Technology can be a powerful tool in raising money for charities and nonprofits, especially during the holidays.
Through technology, organizations can be held accountable because donors can track how their money is allocated. Nonprofits can also leverage social networks and find creative, easy ways for people to donate money physically, according to Omar Gallaga of the Austin American-Statesman.
For example, the Salvation Army has set up a system where people in Columbus, Ohio, can text the word "kettle" to the organization, and the phone carrier adds $5 to the texter's phone bill.
"It really doesn't get any easier to donate $5 than that," Gallaga tells NPR's Michele Norris.

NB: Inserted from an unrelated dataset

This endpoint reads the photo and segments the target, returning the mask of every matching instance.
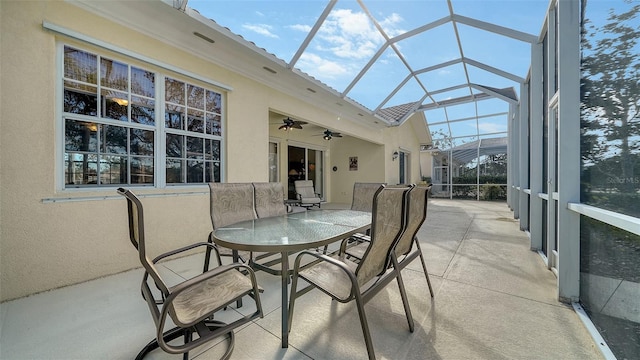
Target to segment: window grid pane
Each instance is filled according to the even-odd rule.
[[[222,94],[166,78],[165,99],[167,184],[219,182]]]
[[[128,91],[129,67],[118,61],[102,58],[100,60],[100,84],[111,89]]]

Although there's the impression that it can be less personal to give online, Gallaga says he found the opposite to be true when he gave money to DonorsChoose.org, a company that connects students and teachers to people who would like to donate. Gallaga says he got an e-mail from a teacher thanking him and telling him that the money was being used to buy AV equipment at a low-income school in Wisconsin.
"It made me feel more connected to that charity, and it made me feel like I had helped some people," he says.
From the nonprofits' point of view, in order to convey the organization's passion for a cause, charities like the American Cancer Society are posting peoples' stories through photos and videos. The American Cancer Society's site is called sharinghope.tv.
In that situation, "you don't see a huge 'donate' button right in front of you. Instead, you're seeing people tell their stories — and it helps put a face on the organization," Gallaga says.
For the holidays, one gift option is a tax deductible gift card through Charity Choice — or a "new spin on a very traditional gift." The card allows people to go online and choose the charity they would like to receive the funds.